На дворе стоял ноябрь, черепичные крыши домов были засыпаны снегом. По улицам Мюнхена катился экипаж. Пара черных лошадей цокала копытами по заледеневшей брусчатке, в морозном воздухе то и дело раздавались сухие щелчки кнута. Мы с отцом покидали Мюнхен и направлялись на юг, по дороге, ведущей к озеру Штарнберг. Чем дальше мы отъезжали от баварской столицы, тем больше крепчал мороз и выше становились сугробы, что вздымались по краям дороги. В бледном небе кружили белые хлопья. Мы углубились в лесную чащу, и нас со всех сторон обступили деревья. Ели стояли так близко друг к другу, что между их стволами почти не было просвета. Их кроны, оттененные белизной снега, казались почти черными. Они тянулись вверх, смыкаясь над нами гигантским шатром, так что наша тропа походила на настоящую пещеру. Сумеречный пейзаж при свете полной луны пугал и в то же время захватывал воображение.
Я не помню, сколько времени прошло, прежде чем мы достигли озера Штарнберг. Обогнув берег, мы взяли вправо и поехали по направлению к озеру Аммер, пока не остановились где-то между Штарнбергом и монастырем Андэкс. Экипаж то и дело встряхивало на ухабах, за колесами тянулся глубокий след. Едва слышное постукивание копыт уносило меня на несколько столетий назад. Ах, баварские леса, суровая длань времени никогда не коснется вас! Внезапно в моем воображении возникли величавые картины рыцарских времен: я будто услышал вокруг себя звон мечей, клятвы паладинов у трона короля, смех пажей, упившихся кислым вином, нежные переливы арфы, голоса невинных дев и пение монахов, шествующих в факельной процессии. Я оказался в месте, которое, как старинный испанский галион, навсегда осталось в прошлом, бросив якорь в мутные воды времени.
Мы свернули с тропы и уткнулись в стену, сложенную из серого камня.
— Высшая школа певческого мастерства, — провозгласил кучер, выпустив изо рта облачко пара, которое тут же рассеялось. Пошел снег. Снежинки кружили в воздухе — легкие, невесомые, как будто сила земного притяжения была над ними не властна. Дорога шла вдоль стены, вправо. Казалось, за стеной, очерчивающей границы школы, по всему периметру, мог бы укрыться целый город.

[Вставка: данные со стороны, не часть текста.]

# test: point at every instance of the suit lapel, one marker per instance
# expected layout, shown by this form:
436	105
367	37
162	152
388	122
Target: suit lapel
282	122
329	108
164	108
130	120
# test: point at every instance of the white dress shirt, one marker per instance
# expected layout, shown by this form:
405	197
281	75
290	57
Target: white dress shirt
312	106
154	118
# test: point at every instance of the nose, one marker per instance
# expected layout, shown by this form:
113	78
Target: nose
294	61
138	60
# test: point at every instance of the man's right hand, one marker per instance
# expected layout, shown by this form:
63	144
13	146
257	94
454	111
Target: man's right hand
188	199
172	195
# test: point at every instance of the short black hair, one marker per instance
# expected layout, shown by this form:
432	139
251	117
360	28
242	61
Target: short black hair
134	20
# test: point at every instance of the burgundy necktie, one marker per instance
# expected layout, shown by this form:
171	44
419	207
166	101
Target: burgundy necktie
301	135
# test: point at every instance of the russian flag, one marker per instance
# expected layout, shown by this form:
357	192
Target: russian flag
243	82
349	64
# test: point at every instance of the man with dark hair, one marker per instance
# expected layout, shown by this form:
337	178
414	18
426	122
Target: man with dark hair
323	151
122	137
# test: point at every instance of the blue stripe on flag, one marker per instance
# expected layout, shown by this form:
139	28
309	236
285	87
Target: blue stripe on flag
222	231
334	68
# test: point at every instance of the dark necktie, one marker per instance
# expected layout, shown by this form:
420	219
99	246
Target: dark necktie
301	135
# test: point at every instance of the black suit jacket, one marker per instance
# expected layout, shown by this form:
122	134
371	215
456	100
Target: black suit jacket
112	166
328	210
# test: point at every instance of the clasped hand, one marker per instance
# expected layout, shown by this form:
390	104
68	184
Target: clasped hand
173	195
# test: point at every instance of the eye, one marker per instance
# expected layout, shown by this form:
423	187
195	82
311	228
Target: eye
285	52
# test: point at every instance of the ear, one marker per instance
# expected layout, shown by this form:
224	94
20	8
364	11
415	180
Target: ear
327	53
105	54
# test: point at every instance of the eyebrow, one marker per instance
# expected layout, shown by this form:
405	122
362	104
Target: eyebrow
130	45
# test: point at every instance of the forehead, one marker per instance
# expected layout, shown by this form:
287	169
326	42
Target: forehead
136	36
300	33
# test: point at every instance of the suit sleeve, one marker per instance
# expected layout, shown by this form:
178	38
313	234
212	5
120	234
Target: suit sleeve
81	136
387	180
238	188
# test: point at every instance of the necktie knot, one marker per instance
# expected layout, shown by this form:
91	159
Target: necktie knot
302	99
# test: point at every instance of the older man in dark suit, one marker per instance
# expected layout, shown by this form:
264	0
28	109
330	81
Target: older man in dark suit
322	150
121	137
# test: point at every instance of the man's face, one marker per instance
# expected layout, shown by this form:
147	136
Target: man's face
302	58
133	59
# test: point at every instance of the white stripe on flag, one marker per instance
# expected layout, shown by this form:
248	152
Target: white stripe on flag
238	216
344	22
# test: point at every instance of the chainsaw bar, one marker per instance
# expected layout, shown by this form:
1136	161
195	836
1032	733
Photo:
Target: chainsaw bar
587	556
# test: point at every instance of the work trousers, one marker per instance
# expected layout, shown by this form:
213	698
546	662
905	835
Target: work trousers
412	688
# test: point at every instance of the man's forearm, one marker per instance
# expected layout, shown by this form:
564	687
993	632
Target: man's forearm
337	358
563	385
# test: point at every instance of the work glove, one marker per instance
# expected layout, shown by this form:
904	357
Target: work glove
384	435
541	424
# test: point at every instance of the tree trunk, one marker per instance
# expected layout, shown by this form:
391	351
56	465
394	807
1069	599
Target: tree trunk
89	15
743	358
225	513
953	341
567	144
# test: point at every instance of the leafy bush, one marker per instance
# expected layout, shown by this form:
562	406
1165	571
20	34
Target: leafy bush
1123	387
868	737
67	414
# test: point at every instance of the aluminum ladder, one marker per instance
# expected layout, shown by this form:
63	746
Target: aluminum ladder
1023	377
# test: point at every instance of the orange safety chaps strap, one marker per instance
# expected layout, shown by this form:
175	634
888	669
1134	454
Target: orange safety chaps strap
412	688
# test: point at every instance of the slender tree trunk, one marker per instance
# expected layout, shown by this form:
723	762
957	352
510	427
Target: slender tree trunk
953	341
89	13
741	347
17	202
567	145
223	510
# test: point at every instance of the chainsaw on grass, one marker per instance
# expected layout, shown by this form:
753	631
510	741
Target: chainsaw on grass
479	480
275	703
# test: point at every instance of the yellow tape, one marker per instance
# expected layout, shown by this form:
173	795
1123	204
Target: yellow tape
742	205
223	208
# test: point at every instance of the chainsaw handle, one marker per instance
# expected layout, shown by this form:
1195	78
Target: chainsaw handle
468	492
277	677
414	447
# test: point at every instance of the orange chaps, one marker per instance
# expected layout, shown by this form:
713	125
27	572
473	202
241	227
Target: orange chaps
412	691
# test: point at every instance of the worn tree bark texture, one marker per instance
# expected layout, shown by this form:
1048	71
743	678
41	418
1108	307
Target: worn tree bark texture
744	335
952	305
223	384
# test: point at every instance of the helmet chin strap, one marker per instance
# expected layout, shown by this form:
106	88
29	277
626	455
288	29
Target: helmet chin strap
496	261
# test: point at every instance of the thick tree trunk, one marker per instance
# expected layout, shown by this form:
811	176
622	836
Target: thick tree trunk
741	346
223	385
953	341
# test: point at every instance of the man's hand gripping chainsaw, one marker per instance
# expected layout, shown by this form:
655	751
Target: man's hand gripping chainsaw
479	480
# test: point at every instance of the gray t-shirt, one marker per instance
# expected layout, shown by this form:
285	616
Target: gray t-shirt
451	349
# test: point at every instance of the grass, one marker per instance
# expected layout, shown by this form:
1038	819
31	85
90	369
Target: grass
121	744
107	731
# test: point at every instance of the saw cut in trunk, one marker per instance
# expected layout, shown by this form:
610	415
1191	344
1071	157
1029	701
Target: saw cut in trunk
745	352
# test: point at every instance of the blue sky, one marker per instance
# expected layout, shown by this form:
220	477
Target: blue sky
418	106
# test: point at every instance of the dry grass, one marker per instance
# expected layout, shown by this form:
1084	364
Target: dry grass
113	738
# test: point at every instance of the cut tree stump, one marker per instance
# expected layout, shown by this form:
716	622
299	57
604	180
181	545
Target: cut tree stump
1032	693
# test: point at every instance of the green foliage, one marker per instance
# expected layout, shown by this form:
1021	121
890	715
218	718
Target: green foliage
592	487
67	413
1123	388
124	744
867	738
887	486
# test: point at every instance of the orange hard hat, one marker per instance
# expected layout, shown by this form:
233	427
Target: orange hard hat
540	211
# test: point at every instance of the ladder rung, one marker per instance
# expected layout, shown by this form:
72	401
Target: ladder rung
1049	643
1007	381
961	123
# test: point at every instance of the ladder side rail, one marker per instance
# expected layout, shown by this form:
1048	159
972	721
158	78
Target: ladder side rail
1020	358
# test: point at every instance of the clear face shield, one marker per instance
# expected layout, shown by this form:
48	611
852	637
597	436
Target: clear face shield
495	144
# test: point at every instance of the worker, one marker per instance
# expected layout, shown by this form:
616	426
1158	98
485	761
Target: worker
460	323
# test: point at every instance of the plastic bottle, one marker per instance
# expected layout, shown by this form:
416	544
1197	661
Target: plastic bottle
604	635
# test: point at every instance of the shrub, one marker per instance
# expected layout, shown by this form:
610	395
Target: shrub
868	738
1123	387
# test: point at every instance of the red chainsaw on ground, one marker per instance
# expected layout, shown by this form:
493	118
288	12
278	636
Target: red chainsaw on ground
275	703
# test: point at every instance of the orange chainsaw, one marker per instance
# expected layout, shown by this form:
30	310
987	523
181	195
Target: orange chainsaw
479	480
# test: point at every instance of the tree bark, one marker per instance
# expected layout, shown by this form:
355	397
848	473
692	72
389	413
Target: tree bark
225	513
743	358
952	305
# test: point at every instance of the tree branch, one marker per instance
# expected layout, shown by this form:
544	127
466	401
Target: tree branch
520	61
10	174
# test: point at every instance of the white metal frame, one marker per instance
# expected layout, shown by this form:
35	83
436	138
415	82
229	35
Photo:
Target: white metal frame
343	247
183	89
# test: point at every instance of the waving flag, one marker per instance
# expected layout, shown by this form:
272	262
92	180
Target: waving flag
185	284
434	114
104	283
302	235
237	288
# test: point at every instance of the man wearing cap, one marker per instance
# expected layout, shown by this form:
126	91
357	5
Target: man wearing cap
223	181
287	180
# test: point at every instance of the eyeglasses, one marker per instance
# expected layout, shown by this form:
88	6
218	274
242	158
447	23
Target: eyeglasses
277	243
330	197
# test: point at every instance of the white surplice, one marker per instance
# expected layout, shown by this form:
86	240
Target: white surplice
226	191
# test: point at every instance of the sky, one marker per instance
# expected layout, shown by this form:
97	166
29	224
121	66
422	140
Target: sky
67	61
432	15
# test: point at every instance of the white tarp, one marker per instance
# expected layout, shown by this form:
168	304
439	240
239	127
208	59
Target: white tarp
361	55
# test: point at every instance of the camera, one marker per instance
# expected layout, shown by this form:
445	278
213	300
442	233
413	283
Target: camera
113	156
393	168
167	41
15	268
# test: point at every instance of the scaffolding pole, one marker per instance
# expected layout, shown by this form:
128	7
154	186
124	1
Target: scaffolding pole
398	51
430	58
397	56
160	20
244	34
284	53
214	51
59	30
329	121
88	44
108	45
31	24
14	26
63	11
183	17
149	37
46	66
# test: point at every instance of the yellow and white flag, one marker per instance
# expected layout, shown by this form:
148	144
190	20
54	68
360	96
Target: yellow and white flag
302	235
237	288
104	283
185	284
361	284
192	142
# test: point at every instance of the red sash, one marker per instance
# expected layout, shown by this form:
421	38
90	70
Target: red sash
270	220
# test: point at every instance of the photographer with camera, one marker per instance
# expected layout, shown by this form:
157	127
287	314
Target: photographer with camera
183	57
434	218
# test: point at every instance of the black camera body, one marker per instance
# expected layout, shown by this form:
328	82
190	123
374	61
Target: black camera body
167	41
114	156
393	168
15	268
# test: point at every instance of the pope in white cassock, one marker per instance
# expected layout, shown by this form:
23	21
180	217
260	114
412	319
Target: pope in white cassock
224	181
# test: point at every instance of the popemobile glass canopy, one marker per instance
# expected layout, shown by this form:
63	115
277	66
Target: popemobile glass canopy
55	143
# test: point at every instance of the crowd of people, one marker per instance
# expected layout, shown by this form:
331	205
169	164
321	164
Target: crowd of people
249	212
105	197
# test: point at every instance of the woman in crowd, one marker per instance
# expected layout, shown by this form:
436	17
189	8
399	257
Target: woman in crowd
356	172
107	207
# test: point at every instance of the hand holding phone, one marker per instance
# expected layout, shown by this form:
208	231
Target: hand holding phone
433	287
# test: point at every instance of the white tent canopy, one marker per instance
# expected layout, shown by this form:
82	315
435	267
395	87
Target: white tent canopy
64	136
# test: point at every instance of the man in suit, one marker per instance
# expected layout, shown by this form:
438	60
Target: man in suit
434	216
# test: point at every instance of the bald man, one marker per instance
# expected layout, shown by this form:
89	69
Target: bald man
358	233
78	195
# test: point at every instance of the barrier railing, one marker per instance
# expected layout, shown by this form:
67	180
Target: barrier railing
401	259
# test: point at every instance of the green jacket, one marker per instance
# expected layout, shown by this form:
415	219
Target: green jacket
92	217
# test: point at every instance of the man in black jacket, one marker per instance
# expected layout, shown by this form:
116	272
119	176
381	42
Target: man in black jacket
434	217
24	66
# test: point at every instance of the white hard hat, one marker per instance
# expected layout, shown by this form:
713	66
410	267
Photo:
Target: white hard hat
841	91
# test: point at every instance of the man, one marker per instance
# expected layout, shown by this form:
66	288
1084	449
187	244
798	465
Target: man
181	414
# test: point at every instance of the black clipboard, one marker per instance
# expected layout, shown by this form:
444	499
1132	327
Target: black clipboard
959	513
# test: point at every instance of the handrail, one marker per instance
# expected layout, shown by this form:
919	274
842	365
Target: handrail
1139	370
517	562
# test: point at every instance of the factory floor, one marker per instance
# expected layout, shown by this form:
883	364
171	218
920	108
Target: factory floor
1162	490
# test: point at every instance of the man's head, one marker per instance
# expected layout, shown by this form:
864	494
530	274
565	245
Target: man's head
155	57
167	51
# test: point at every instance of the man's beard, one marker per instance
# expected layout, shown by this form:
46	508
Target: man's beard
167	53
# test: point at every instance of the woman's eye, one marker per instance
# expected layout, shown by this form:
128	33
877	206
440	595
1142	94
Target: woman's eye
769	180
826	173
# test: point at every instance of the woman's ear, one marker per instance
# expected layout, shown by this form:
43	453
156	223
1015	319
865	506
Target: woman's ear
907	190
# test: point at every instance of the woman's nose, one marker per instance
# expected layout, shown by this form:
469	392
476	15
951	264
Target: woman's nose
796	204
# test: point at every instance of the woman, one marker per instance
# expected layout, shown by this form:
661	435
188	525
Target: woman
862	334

Со стен школы на нас смотрели разрушенные статуи. Все они изображали хор ангелов — обнаженных крылатых мальчиков. У ангелов были открыты рты, как будто они поют. Кроме того, каждый ангел держал в руке миниатюрный музыкальный инструмент — кларнет, кифару или рожок. Мрамор потемнел от времени и сырости, покрылся плесенью и мхом. Я вздрогнул, неожиданно почувствовав, каким обжигающе холодным должен быть снег, лежащий на их плечах. Снежинки падали на почерневшие лица и скатывались по щекам и застывали в форме слез. Ледяные слезы. Каменные крылья казались почти настоящими, скульптор сумел запечатлеть в мраморе почти неуловимое ощущение полета, но тот же скульптор вылепил лица невыразительными, бесстрастными, лишенными жизни… Чистый, нежный голос мальчика исполнен любви, но если бы эти ангелы могли петь, то их голоса не пробудили бы в слушателе ничего, кроме леденящего холода. Некоторые пьедесталы пустовали: на каждом втором или третьем не было поющего ангела. Казалось, будто я оказался в городе, где незадолго до этого свирепствовала эпидемия чумы и выкосила половину жителей. Такое зрелище навевало на меня грусть.
Но больше всего поразило меня то, что я услышал, когда мы въехали в ворота и оказались на территории школы. Отец Стефан, хотя из леса до меня доносились хлопанье крыльев и свист ветра, за этими стенами царило молчание. Впервые в жизни я, чей слух был способен уловить малейшее колебание воздуха, стук сердца, дрожание век, ничего не услышал. Меня окружало полное безмолвие. И я догадался, что этому месту недостает души.